B.− P. anal. de nombre et/ou de forme. [En corrélation avec « qui n'a plus qu'un œil » (supra I A)].
1. [En parlant d'une chose qui présente un seul orifice (d'une forme rappelant celle de l'œil) alors qu'on en attendrait deux]
ANAT. Trou borgne. Canal n'ayant qu'un orifice. Le serpent à sonnettes a, au dessous et en arrière de chaque narine, un trou borgne assez profond (Cuvier, Leçons d'anat. comp.,t. 2, 1805, p. 669).
Trou borgne du frontal. ,,Orifice de la face endocrânienne du frontal situé sur la ligne médiane immédiatement au-dessus de l'échancrure ethmoïdale, à l'extrémité inférieure de la crête frontale. Il s'ouvre dans un petit canal en cul-de-sac où s'insinue inconstamment une veinule émissaire fronto-ethmoïdale`` (Méd. Biol. t. 3 1972, s.v. trou). Cf. aveugle I B 2 b.
Trou borgne de la langue. ,,Dépression profonde située au sommet du V lingual`` (Méd. Biol. t. 2 1971, s.v. foramen caecum).
Trou borgne de Vicq d'Azyr. ,,Petite fossette triangulaire qui marque l'extrémité supérieure du sillon médian antérieur du bulbe, au contact de la protubérance et entre les deux pyramides`` (Méd. Biol. t. 2 1971, , s.v. foramen caecum inférieur).
TECHNOL. Trou borgne. Trou qui ne traverse pas une pièce de part en part, trou à un seul orifice. Écrou, rivet à trou borgne. P. méton. Écrou, rivet borgne (cf. P. Gorgeu, Machines-outils, 1928, p. 47 et 49; A. Herdner, Constr. et conduite des locomotives à vapeur, p. 286).
2. Particulièrement
a) Emploi subst. masc. [P. réf. au caractère unique de l'œil du borgne] Arg. Le borgne. Le derrière. [Dans un jeu de cartes] L'as (cf. Zola, L'Assommoir, 1877, p. 627).
b) [L'anal. de forme subsiste, l'anal. de nombre se modifie; p. réf. aux yeux* du bouillon gras] Potage borgne. Potage maigre, avec peu d'yeux de graisse (cf. aveugle I A 1 b). La jeune femme trempa ses lèvres dans le potage borgne (Ponson du Terrail, Rocambole,t. 3, Le Club des valets de cœur, 1859, p. 158).
3. P. ext. [L'anal. de forme disparaît, de l'anal. de nombre il subsiste seulement la notion de quelque chose d'incomplet]
a) [En parlant d'une chose qui comporte un seul élément alors qu'on en attendrait deux] MAR. Ancre borgne. ,,Ancre à une seule patte, employée surtout pour les corps morts dans les rades fréquentées pour éviter que les chaînes des navires ne crochent dans la patte supérieure de l'ancre. Souvent cette patte est remplacée par une boucle sur laquelle on frappe l'orin`` (Soé-Dup. 1906).

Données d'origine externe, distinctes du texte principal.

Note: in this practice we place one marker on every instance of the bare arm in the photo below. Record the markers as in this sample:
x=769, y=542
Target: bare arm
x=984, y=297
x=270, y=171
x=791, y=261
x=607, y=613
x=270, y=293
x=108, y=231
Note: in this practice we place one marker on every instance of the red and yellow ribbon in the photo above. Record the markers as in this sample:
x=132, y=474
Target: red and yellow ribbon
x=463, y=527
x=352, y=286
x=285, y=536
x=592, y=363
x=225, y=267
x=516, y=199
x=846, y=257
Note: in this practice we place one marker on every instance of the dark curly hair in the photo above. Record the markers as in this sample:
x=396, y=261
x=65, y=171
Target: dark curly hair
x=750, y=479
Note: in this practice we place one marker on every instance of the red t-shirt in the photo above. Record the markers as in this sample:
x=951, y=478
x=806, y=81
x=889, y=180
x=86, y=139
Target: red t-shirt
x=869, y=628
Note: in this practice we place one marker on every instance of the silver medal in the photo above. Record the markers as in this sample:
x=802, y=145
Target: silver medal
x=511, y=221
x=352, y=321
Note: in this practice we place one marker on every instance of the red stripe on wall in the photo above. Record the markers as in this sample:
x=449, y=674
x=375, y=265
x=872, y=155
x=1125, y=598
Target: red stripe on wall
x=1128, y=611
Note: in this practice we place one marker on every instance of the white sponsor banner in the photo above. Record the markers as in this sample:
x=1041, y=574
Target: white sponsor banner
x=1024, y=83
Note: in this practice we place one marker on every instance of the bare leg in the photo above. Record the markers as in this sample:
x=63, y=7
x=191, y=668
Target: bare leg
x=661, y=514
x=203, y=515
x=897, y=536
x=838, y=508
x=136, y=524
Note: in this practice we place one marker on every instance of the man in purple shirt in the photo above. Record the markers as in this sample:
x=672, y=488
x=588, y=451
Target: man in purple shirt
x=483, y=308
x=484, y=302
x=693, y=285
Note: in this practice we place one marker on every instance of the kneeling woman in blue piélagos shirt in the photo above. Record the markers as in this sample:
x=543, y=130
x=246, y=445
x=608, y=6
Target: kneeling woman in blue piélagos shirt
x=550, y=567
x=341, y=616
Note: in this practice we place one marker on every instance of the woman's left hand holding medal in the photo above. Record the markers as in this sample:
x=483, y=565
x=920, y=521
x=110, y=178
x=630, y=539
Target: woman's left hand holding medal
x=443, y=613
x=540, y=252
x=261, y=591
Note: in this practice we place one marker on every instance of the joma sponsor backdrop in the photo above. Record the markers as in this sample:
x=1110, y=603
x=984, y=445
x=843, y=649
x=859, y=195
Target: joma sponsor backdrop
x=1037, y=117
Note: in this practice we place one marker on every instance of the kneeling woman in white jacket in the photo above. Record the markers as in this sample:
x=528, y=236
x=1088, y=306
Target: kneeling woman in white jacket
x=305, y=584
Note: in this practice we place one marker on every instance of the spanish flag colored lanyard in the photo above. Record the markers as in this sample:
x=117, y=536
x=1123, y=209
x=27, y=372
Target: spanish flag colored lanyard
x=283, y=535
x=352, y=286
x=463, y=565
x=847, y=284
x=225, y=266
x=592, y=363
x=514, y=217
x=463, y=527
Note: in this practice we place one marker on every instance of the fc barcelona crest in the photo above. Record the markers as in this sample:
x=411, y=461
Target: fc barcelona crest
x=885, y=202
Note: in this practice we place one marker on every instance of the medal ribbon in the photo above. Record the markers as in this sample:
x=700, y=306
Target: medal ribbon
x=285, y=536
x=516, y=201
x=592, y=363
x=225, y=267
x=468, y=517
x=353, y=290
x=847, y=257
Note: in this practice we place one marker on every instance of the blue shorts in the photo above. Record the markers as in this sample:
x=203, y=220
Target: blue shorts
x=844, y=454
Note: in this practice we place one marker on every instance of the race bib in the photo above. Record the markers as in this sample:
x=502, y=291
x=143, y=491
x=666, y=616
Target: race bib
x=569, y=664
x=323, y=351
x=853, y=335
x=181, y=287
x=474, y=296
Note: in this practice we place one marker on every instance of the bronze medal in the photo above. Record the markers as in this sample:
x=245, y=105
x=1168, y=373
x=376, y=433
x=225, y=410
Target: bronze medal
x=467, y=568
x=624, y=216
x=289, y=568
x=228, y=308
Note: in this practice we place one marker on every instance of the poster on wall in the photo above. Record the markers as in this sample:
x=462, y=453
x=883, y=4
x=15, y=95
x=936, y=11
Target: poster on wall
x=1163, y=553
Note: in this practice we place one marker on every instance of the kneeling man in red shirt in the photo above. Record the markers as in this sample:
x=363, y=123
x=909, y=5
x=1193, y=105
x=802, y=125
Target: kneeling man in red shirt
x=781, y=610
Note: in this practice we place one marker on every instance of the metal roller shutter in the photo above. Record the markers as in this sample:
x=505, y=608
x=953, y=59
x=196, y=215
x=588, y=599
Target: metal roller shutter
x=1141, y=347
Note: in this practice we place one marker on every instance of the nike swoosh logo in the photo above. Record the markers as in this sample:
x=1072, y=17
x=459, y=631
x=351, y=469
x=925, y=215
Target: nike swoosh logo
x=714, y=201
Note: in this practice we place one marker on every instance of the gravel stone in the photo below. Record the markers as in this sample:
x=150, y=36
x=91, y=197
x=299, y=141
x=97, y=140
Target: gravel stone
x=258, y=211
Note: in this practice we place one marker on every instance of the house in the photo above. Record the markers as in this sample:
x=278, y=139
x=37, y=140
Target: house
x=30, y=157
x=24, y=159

Rem. 1. Attesté dans la plupart des dict. 2. V. également infra b.
b) Qui est tronqué d'une de ses parties, qui est incomplet.
MAR. Ancre borgne. ,,Nom qu'on donne encore à une ancre mouillée sans avoir de bouée`` (Will. 1831).
En partic. [P. réf. à œil, chargé figurément de désigner la partie centrale, vitale, terminale, de qqc.] Qui est tronqué de sa partie centrale, vitale, terminale.
ANAT. Sein (fam. téton) borgne. Sein (téton) dépourvu de mamelon :
18. « Il faut, se dit-il [Jean-Jacques Rousseau], que quelque défaut secret que j'ignore détruise l'effet de ses charmes et la rende odieuse à ceux qui devraient se la disputer. » Il chercha ce défaut, et voilà, la Zulietta avait un téton borgne. Il le vit, et en un instant l'idée lui vint qu'il tenait entre ses bras « une espèce de monstre, le rebut de la nature, des hommes et de l'amour. » Guéhenno, Jean-Jacques,En marge des « Confessions », 1948, p. 205.
HORTIC. Plante borgne. Jeune plante dépourvue de bourgeon (ou œil*) central, terminal. Chou borgne. Chou dépourvu de bourgeon terminal et qui ne pommera pas (cf. A. Gressent, Traité complet de la création des parcs et jardins, 1891, p. 1025).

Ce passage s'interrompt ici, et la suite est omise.